The dollar amounts are almost beside the point. What the Los Angeles jury established is something more fundamental: that the architecture of a digital platform is a product, and that a product which causes foreseeable harm to human beings carries liability for the choices its designers made.
This argument has not always found traction in American courts. For decades, technology companies sheltered beneath Section 230 of the Communications Decency Act, which broadly exempted platforms from liability for user-generated content. The platforms interpreted that immunity expansively. If harm occurred on their networks, it was the consequence of human choices, not corporate engineering.
The Los Angeles jury did not accept this framing. The case was not argued around what users saw. It was argued around what the systems were built to do. What was designed, how it was designed, what its engineers understood about its psychological effects, and whether users, particularly children, had any meaningful understanding of what they were entering into when they downloaded an application and created a profile.

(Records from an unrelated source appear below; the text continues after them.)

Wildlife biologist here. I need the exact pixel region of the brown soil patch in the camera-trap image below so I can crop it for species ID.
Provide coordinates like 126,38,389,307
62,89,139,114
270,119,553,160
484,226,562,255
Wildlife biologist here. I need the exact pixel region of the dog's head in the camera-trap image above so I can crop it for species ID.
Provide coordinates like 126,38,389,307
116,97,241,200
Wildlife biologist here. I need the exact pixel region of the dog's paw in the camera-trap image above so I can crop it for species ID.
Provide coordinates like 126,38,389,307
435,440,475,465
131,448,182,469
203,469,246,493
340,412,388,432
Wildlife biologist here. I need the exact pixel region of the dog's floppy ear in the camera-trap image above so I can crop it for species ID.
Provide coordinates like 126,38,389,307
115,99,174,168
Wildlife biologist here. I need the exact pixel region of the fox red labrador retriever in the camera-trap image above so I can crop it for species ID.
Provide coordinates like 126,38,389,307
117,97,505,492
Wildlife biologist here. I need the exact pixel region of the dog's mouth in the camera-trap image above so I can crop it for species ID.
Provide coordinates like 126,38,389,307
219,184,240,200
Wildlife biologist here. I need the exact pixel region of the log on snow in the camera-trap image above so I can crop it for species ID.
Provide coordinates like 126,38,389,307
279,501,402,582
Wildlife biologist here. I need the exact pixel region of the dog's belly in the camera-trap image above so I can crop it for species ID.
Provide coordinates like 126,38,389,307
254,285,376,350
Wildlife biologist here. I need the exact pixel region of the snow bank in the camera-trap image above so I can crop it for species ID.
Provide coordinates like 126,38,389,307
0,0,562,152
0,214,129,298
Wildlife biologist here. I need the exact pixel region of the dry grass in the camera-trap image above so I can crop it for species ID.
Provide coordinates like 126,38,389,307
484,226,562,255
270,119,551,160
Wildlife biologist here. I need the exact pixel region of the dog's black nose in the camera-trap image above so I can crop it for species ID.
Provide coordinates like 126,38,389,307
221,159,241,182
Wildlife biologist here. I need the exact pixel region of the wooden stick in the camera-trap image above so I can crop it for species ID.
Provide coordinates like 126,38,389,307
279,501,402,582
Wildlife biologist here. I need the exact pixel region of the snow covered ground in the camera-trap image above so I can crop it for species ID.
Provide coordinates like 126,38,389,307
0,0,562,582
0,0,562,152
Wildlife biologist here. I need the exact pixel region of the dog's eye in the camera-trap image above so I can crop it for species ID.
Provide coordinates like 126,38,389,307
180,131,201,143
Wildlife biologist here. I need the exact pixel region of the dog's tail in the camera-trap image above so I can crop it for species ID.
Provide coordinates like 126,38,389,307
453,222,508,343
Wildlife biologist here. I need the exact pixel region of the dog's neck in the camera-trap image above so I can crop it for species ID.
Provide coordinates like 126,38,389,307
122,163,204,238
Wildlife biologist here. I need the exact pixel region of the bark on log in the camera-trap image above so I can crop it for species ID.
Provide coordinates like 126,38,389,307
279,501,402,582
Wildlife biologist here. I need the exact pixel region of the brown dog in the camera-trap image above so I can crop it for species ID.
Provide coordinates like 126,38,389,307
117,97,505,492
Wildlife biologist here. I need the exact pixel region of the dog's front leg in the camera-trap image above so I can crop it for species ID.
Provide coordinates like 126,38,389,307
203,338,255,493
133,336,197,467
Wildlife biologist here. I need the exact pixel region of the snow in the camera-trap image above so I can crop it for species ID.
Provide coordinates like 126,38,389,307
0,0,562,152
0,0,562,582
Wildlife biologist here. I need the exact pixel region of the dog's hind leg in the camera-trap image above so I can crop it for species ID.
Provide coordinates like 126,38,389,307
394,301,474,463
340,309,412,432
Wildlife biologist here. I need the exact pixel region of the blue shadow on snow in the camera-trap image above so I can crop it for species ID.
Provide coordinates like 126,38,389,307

Design is an act of intent. When engineers build systems that identify emotional states and respond to them by serving content calibrated to maximise engagement, they are not passively reflecting human behaviour. They are shaping it. Internal documentation cited in the proceedings showed that Meta was acutely aware of the strategic value of acquiring users at the youngest possible age, treating that age not as a protection concern but as a commercial opportunity. The jury found that the design translated that awareness into a product which caused harm.
The constitutional argument that follows is not difficult to state. Meaningful consent to the terms of any arrangement requires genuine understanding of what one is consenting to. Most users, and certainly most children, do not understand when they begin using a social media application that their emotional responses are being monitored, classified, and fed back into a system calibrated to maximise time on the platform. The transaction is asymmetric by design. The platforms have had strong commercial incentives to ensure that understanding on the user side remained minimal, and that the architecture producing the engagement remained opaque.
The plaintiffs' legal team drew deliberate comparisons to the decades-long campaign against the tobacco industry. The turning point in that campaign came when courts accepted that personal choice was not a sufficient defence for manufacturers who had engineered dependence into their products with full awareness of the physiological consequences. The question courts are now asking of social media platforms is structurally identical: did you know what your design would do to people, did you build it anyway, and did you target the youngest possible users to ensure that it worked?
With approximately two thousand similar lawsuits pending, and with both Meta and Google announcing their intention to appeal, the legal landscape will remain contested for years. The Supreme Court will almost certainly be called upon to rule on the product liability theory at the heart of these cases. But the constitutional argument has now been accepted by a jury and entered into the legal record. That is not a small thing.
The deeper question these verdicts open extends well beyond any single courtroom. For most of the past two decades, the prevailing assumption has been that the platform is simply an intermediary, and that users alone bear responsibility for what engagement does to them. This assumption always required a further assumption to sustain it: that the engagement being generated was not itself the product of deliberate engineering. Courts have now begun to dismantle that second assumption. The first cannot long survive without it.
We believe the honest answer is accountability from the point of design. Before a system engineered to exploit human attention and emotional responses is deployed at scale to hundreds of millions of people, the question of whether that engineering is safe must have a clear, verified, public answer. We do not yet have a legal or regulatory framework that makes that demand. The question worth watching, in the appeals courts and the legislatures that follow, is how long that absence is permitted to continue.